I got to do a follow-up presentation on the financial aspects of UTOPIA at tonight's White City Community Council meeting. This included estimated participation rates and the impact on housing values. While it's not a slam dunk, it looks like a very solid picture for meeting the debt obligations by the end of the first year.
The project will probably cost somewhere in the neighborhood of $2.5M or so. This is based on 1,834 homes in the township and a cost of $1,176 per home per the 2003 UTOPIA white paper. I estimated down the costs of wiring each home due to the significant amount of aerial runs in the neighborhood and adjusted up again to guess the costs of running cable from 9000 S and the Union Pacific Railroad to 9800 S and 700 E. When converted to a 20-year bond at 6%, this means an annual bond payment of around $215K.
What determines the break-even point is subscriber numbers. UTOPIA is currently seeing a 21% participation rate though there is not yet a completely built-out city. Provo experienced a 30% take rate in the first year despite the HomeNet bankruptcy. If White City would likely be in the middle because it's solidly middle class (the average household income is slightly above the county average) and there is little variation between households given the rather small size, under a square mile. UTOPIA also does very little promotion of the service, so subscriber numbers can be boosted through getting the word out.
To further analyze the participation rates, we also need to figure out how many services each subscriber is picking up. UTOPIA currently shows an average of about 2 subscribed services per subscriber. This translates into $480/year per subscriber. At a 25% participation rate, just between UTOPIA and iProvo, the project breaks even. Given that it wouldn't be much work to get the word out about the services, I'm thinking White City might actually exceed the break even point early and generate surplus revenues.

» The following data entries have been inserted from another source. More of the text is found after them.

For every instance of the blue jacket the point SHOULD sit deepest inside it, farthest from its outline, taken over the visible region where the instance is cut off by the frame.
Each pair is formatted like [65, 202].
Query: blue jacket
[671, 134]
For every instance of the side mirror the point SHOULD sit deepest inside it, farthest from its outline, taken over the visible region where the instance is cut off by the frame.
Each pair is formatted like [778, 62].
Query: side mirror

What remains now is to have a representative from UTOPIA come on down and speak with the Council concerning how to join and what political ramifications are involved by joining. Certainly the council doesn't want to spend capital for this project if it means giving up a local substation, preserving the township designation or fighting the Jordan School District split. Hopefully we'll have someone on hand and bring this thing to pass!